A trifle is a layered English dessert. The layers usually consist of cake or ladyfingers, a custard, fruit (in gelatin, jam or fresh form) and topped with whipped cream.
Cherry Rose Pistachio Trifle
Here are the layers for the trifle:
- Store bought pound cake - cut into cubes
- Pistachio pudding
- Cherry Jam
- Rose syrup soaked cherries
- Whipped cream topping
- Garnished with pistachios and cherries
See what I mean, by embarrassingly easy? There is zero baking and barely even making involved! All you need to do is put together a bunch of store bought items and put it into a pretty bowl!
How do I make a trifle?
- First, just prep all of the layers.
- Prepare the pudding, according to the package instructions and then just set in the refrigerator to chill.
- Soak the cherries in the rose syrup. I simmer the frozen cherries and rose syrup in a little bit of water for a few minutes so they combine nicely.

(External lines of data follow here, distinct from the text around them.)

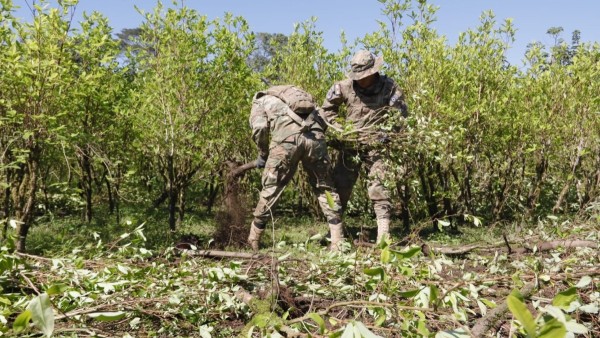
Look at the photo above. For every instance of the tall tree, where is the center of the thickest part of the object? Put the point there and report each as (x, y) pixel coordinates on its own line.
(193, 82)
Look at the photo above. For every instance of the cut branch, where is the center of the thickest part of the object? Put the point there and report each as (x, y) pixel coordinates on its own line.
(486, 323)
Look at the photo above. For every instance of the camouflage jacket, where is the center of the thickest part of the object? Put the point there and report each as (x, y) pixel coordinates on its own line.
(272, 123)
(363, 106)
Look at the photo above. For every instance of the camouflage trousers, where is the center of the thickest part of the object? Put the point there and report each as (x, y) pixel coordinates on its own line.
(310, 149)
(345, 175)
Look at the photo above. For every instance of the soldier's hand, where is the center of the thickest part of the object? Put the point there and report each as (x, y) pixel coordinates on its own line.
(384, 138)
(261, 161)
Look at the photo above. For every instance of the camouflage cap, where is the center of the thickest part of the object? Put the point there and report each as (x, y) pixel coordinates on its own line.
(363, 64)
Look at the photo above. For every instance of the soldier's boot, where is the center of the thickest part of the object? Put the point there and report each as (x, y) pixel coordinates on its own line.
(254, 236)
(336, 230)
(383, 229)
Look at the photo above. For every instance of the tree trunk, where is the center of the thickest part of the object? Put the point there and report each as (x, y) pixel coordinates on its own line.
(428, 189)
(23, 195)
(172, 189)
(6, 203)
(213, 192)
(86, 182)
(574, 165)
(181, 206)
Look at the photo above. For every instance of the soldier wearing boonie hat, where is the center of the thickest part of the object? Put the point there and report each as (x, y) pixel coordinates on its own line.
(364, 93)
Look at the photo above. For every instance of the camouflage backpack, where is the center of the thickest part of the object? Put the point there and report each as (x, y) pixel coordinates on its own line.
(299, 101)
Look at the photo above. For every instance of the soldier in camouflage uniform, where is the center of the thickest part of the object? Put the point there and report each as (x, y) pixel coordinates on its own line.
(366, 95)
(287, 129)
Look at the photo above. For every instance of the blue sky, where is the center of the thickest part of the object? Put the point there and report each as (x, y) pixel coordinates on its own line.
(531, 18)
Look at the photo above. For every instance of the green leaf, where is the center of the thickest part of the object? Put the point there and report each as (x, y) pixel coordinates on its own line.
(409, 253)
(330, 201)
(434, 294)
(519, 310)
(583, 282)
(364, 332)
(318, 320)
(375, 272)
(457, 333)
(42, 314)
(348, 331)
(564, 299)
(22, 321)
(57, 289)
(385, 255)
(107, 316)
(553, 329)
(409, 294)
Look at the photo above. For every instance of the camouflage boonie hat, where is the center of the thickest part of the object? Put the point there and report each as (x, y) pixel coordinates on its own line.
(363, 64)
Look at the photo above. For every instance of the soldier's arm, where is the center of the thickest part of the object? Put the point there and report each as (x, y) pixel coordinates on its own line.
(331, 106)
(259, 122)
(398, 101)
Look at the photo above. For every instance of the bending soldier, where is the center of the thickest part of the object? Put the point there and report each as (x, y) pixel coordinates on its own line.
(287, 130)
(366, 94)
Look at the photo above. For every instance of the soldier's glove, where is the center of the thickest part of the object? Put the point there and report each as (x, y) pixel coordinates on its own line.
(384, 138)
(261, 161)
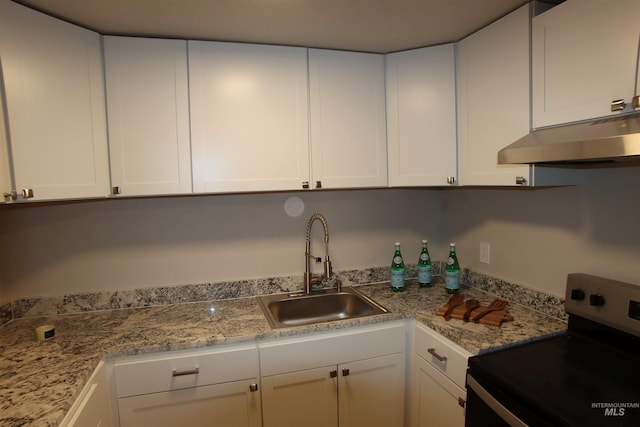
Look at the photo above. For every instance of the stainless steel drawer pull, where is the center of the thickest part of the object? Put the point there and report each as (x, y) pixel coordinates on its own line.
(432, 351)
(618, 105)
(195, 371)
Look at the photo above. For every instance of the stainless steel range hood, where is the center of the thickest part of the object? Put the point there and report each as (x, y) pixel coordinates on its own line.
(614, 141)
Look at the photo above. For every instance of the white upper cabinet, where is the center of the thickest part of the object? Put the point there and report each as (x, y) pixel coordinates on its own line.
(421, 117)
(5, 176)
(148, 115)
(585, 55)
(249, 117)
(494, 105)
(493, 98)
(54, 87)
(348, 123)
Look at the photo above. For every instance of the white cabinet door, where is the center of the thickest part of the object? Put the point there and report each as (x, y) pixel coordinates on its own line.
(371, 392)
(494, 105)
(303, 398)
(92, 407)
(249, 117)
(436, 400)
(493, 98)
(148, 112)
(230, 404)
(348, 123)
(421, 117)
(585, 55)
(54, 87)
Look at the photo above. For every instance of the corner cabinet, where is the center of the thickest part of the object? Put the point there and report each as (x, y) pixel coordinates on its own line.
(438, 395)
(55, 105)
(585, 55)
(249, 117)
(92, 407)
(192, 388)
(148, 110)
(494, 105)
(421, 117)
(347, 119)
(352, 378)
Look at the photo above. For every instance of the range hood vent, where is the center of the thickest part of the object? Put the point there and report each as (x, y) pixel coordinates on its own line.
(611, 141)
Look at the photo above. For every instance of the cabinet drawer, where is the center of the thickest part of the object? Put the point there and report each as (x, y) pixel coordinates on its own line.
(173, 371)
(297, 354)
(442, 354)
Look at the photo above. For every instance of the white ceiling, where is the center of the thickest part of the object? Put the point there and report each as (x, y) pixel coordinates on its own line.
(362, 25)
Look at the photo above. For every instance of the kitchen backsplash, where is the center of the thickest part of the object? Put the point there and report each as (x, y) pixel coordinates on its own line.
(90, 301)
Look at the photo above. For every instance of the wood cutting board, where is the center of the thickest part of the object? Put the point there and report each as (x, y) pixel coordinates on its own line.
(495, 318)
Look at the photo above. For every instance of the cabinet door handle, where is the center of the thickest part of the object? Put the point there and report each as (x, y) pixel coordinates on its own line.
(11, 195)
(194, 371)
(432, 351)
(618, 105)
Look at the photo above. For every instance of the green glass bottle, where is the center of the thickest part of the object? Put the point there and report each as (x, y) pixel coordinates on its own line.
(397, 270)
(424, 267)
(452, 271)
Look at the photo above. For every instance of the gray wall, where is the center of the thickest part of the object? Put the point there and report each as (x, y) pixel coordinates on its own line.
(536, 236)
(125, 244)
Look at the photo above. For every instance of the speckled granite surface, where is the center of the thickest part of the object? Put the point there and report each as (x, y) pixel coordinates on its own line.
(155, 296)
(40, 381)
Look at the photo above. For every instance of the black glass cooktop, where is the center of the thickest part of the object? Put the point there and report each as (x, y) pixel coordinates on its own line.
(565, 380)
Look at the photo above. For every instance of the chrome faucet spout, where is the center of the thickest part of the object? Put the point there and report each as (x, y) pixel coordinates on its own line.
(308, 276)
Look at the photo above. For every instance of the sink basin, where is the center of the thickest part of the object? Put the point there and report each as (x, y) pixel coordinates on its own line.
(323, 306)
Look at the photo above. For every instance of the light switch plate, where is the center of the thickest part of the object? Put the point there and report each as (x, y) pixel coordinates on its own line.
(485, 253)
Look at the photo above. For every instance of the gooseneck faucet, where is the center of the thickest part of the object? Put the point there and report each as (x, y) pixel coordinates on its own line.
(308, 276)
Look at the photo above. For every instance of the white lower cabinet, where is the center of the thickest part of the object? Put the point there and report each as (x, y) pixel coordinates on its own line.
(93, 406)
(228, 404)
(208, 387)
(353, 378)
(438, 394)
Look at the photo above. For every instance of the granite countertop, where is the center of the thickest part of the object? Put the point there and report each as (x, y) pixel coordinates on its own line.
(40, 381)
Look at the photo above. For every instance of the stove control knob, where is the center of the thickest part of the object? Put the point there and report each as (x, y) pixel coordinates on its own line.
(577, 294)
(596, 300)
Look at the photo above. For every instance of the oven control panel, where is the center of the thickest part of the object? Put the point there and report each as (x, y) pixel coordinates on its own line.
(606, 301)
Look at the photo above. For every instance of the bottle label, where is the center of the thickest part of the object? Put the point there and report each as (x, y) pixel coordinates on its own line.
(397, 279)
(452, 280)
(424, 274)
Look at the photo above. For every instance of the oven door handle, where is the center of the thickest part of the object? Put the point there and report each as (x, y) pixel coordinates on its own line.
(493, 403)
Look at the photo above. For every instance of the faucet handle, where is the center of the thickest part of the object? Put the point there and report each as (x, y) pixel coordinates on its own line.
(328, 270)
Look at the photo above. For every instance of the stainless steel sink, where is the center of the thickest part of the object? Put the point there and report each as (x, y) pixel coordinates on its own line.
(286, 310)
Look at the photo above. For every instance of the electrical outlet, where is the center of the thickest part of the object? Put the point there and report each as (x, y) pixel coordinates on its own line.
(485, 252)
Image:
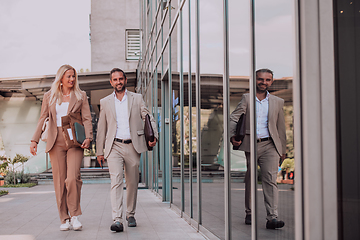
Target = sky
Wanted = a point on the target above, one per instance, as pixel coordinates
(274, 30)
(38, 36)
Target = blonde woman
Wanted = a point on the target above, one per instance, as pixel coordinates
(64, 97)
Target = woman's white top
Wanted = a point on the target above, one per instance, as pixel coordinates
(61, 110)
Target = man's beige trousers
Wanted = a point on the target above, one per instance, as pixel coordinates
(123, 156)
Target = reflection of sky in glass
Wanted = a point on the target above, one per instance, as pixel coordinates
(274, 37)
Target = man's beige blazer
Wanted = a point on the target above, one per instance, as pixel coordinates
(276, 122)
(75, 106)
(107, 123)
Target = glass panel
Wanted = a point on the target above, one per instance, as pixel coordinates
(189, 110)
(239, 66)
(347, 60)
(274, 118)
(211, 126)
(176, 124)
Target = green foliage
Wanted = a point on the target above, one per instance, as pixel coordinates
(23, 177)
(19, 185)
(5, 168)
(3, 192)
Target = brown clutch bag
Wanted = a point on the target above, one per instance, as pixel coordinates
(148, 131)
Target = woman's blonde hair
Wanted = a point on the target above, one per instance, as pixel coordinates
(56, 87)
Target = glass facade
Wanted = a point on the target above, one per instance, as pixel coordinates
(198, 59)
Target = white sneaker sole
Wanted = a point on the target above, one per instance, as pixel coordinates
(77, 229)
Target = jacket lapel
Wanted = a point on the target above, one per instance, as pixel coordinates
(53, 113)
(112, 105)
(72, 102)
(271, 107)
(130, 101)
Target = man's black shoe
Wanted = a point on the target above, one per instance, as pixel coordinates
(248, 219)
(131, 221)
(117, 227)
(274, 223)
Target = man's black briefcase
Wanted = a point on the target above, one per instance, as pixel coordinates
(148, 131)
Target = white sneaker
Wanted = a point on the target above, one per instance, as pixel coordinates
(75, 223)
(65, 226)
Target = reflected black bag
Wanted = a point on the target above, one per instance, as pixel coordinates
(149, 132)
(240, 130)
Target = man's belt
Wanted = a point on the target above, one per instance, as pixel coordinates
(126, 141)
(263, 139)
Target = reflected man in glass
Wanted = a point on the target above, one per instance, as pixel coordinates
(271, 144)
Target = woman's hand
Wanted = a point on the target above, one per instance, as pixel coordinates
(33, 148)
(234, 142)
(86, 143)
(152, 144)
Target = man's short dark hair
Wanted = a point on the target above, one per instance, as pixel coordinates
(117, 70)
(265, 70)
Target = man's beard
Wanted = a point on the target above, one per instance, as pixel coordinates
(258, 90)
(121, 90)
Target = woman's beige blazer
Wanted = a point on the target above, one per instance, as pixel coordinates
(107, 123)
(276, 123)
(75, 106)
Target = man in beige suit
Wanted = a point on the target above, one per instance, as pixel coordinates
(271, 143)
(121, 140)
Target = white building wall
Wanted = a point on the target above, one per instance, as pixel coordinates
(109, 20)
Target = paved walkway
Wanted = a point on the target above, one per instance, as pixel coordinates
(31, 213)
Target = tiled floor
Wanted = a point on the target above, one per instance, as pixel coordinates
(31, 213)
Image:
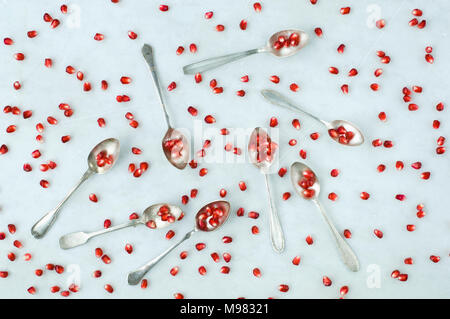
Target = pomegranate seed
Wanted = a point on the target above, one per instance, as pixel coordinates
(257, 6)
(243, 24)
(347, 234)
(225, 270)
(226, 257)
(257, 272)
(200, 246)
(318, 32)
(275, 79)
(326, 281)
(378, 233)
(253, 215)
(109, 288)
(333, 70)
(106, 259)
(417, 12)
(283, 288)
(435, 259)
(294, 87)
(59, 269)
(380, 23)
(128, 248)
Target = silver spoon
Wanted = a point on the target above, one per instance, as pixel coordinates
(340, 131)
(174, 143)
(307, 186)
(272, 46)
(259, 145)
(160, 215)
(209, 218)
(100, 160)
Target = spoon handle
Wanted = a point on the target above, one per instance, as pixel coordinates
(136, 276)
(147, 52)
(347, 254)
(278, 99)
(212, 63)
(276, 232)
(43, 225)
(79, 238)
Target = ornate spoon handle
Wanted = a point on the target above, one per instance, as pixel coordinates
(212, 63)
(43, 225)
(347, 254)
(136, 276)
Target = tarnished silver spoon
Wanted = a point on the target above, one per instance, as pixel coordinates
(100, 160)
(307, 186)
(261, 151)
(209, 218)
(281, 44)
(155, 216)
(341, 131)
(174, 143)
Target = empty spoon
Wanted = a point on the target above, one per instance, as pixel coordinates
(174, 143)
(340, 131)
(209, 218)
(261, 151)
(307, 186)
(100, 160)
(281, 44)
(155, 216)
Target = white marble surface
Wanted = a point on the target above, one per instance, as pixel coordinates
(23, 201)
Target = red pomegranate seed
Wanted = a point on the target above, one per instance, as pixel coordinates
(435, 259)
(318, 32)
(200, 246)
(326, 281)
(243, 24)
(59, 269)
(283, 288)
(333, 70)
(253, 215)
(380, 23)
(347, 234)
(256, 272)
(275, 79)
(417, 12)
(128, 248)
(109, 288)
(106, 259)
(378, 233)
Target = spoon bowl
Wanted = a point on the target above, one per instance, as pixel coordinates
(209, 218)
(277, 43)
(103, 156)
(301, 172)
(345, 133)
(176, 148)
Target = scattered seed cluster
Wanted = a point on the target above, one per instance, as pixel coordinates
(11, 242)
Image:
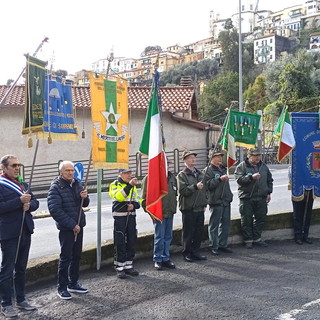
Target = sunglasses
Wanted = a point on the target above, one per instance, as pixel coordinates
(16, 165)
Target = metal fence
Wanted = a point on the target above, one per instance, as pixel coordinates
(44, 173)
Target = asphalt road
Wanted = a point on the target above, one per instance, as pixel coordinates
(279, 282)
(46, 232)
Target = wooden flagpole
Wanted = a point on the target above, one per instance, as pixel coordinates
(3, 100)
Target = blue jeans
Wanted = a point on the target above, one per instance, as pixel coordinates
(218, 227)
(8, 266)
(69, 262)
(162, 239)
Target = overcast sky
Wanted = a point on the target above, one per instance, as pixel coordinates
(81, 31)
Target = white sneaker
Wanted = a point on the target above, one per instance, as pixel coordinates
(9, 312)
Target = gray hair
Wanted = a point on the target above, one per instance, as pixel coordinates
(5, 160)
(63, 163)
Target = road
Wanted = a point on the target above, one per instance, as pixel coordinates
(46, 232)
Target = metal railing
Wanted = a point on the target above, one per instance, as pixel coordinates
(44, 174)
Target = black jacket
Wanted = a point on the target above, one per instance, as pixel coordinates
(11, 210)
(64, 203)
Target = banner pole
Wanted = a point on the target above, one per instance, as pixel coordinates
(3, 100)
(84, 187)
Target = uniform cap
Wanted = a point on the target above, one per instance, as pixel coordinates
(124, 170)
(254, 152)
(187, 153)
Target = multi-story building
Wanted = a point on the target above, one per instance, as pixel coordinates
(271, 47)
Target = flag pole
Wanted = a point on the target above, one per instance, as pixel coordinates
(3, 100)
(99, 184)
(84, 188)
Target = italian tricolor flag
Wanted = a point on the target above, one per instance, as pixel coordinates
(152, 146)
(284, 131)
(228, 144)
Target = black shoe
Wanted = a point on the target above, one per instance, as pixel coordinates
(214, 252)
(188, 258)
(131, 272)
(168, 264)
(121, 274)
(198, 257)
(158, 265)
(261, 244)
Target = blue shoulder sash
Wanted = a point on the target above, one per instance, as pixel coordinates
(9, 184)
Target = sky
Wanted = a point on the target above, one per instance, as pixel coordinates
(81, 32)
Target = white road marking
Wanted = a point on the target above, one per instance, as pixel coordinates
(290, 315)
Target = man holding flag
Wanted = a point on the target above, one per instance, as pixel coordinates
(255, 186)
(192, 203)
(152, 146)
(16, 227)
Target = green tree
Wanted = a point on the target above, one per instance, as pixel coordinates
(217, 96)
(228, 40)
(294, 80)
(199, 70)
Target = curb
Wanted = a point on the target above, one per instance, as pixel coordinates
(279, 226)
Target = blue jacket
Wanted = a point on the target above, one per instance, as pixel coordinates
(11, 213)
(64, 203)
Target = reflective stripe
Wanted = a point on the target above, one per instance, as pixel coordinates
(119, 264)
(123, 214)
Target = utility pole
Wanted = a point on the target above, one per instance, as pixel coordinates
(240, 73)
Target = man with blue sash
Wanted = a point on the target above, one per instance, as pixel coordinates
(16, 227)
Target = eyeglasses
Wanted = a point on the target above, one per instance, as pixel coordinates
(16, 165)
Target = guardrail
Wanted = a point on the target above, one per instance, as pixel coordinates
(44, 173)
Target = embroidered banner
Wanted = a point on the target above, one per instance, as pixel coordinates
(243, 127)
(306, 155)
(34, 95)
(109, 112)
(59, 118)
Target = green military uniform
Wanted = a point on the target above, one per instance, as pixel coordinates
(253, 195)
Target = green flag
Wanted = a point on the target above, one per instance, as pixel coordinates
(34, 95)
(278, 129)
(243, 127)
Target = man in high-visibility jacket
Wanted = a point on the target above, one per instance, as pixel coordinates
(126, 200)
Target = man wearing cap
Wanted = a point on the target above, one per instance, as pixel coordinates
(219, 199)
(255, 186)
(192, 203)
(163, 229)
(16, 227)
(126, 200)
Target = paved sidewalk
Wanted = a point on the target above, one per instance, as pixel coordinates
(277, 282)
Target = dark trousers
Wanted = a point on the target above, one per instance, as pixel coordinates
(69, 262)
(8, 266)
(192, 231)
(124, 237)
(302, 211)
(253, 217)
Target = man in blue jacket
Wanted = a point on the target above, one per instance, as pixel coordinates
(16, 227)
(64, 200)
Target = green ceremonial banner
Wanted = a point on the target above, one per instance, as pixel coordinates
(34, 95)
(243, 127)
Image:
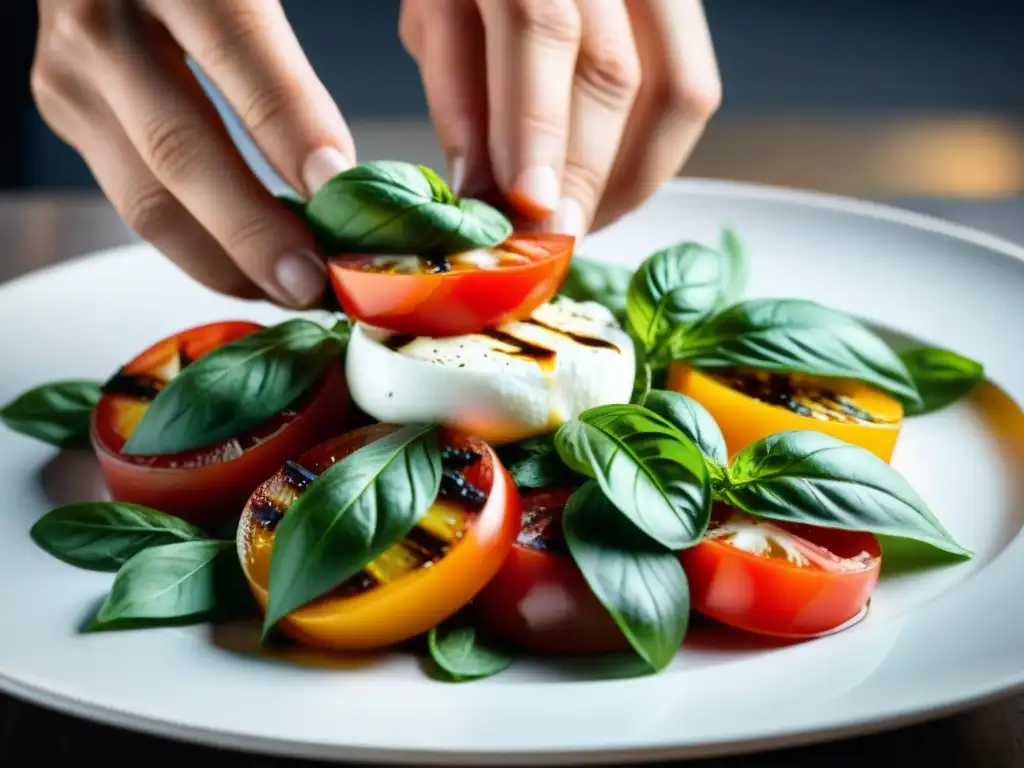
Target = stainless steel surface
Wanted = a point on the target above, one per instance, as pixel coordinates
(42, 230)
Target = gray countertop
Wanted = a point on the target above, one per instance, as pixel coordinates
(40, 230)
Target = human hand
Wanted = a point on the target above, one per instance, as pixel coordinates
(577, 110)
(112, 80)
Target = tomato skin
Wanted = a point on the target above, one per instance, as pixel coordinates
(214, 491)
(541, 602)
(769, 596)
(418, 600)
(744, 420)
(456, 303)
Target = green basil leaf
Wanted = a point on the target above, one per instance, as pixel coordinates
(354, 511)
(692, 420)
(797, 336)
(810, 477)
(462, 653)
(398, 208)
(736, 269)
(674, 289)
(171, 583)
(600, 282)
(235, 388)
(57, 413)
(535, 463)
(646, 467)
(640, 584)
(941, 377)
(103, 536)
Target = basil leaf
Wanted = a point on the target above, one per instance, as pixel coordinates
(641, 585)
(692, 420)
(674, 289)
(643, 378)
(459, 650)
(603, 283)
(353, 512)
(736, 270)
(173, 582)
(535, 463)
(810, 477)
(646, 467)
(235, 388)
(399, 208)
(57, 413)
(102, 536)
(941, 377)
(797, 336)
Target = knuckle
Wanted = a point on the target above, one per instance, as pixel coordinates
(269, 104)
(237, 27)
(556, 20)
(172, 145)
(251, 236)
(611, 67)
(147, 209)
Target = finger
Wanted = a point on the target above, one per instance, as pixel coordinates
(250, 52)
(531, 48)
(176, 131)
(680, 91)
(445, 39)
(607, 78)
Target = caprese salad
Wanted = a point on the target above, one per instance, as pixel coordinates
(497, 446)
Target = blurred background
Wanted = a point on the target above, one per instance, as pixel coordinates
(878, 98)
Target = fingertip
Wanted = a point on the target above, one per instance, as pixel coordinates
(536, 192)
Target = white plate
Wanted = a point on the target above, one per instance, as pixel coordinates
(932, 642)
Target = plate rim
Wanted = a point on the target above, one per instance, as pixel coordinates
(780, 739)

Then remove from the heat.
- Cut the pound into cubes. You should make them small, about 1 inch cubes. This way they are bite sized but not so small they crumble everywhere.
- Check the consistency of the jam. You want it to be like a thick sauce. If you are not able to drizzle it, whisk in some water until you reach a consistency that you can drizzle thickly.
- Now grab your trifle bowl or glasses for individual servings and start layering. I like to add a little bit of cherry jam to the bottom and the layer the pound cake cubes, pistachio pudding, whipped cream, and rose syrup soaked cherries. See if you can make a second layer and then top it with all the remaining whipped cream and cherries!
Cherry Rose Pistachio Trifle
- 1 pound cake cut into 1 inch cubes
- 1 pistachio pudding mix make according to package directions, chill
- 10 ounces cherry jam
- 2 cups frozen cherries
- 2 tablespoons rose syrup
- 8 ounces whipped topping
- pistachios chopped, for garnish
- edible rose petals optional
- In a small saucepan, add frozen cherries and rose syrup. Add a few tablespoons of water to help heat the mixture together. Let simmer for 5 minutes, remove from heat and set aside to cool.
- Place the cherry jam in a small bowl, check the consistency. If you are looking for something you can scoop and drizzle but not be too thin. Whisk in a tablespoon of water at a time to the jam until you get a sauce-like consistency. Set aside.
- To make the trifle, I set out individual glasses. Layer with a spoon of cherry jam, cubes of pound cake, a dollap of whipped cream, a few of the rose-soaked cherries. Repeat those layers one more time. Top with the remaining whipped cream and garnish with remaining cherries, chopped pistachios and edible rose petals
- Chill the trifle glasses until ready to serve. Trifle can be served immediately or made ahead. I do not recommend making it more than 24 hours before serving.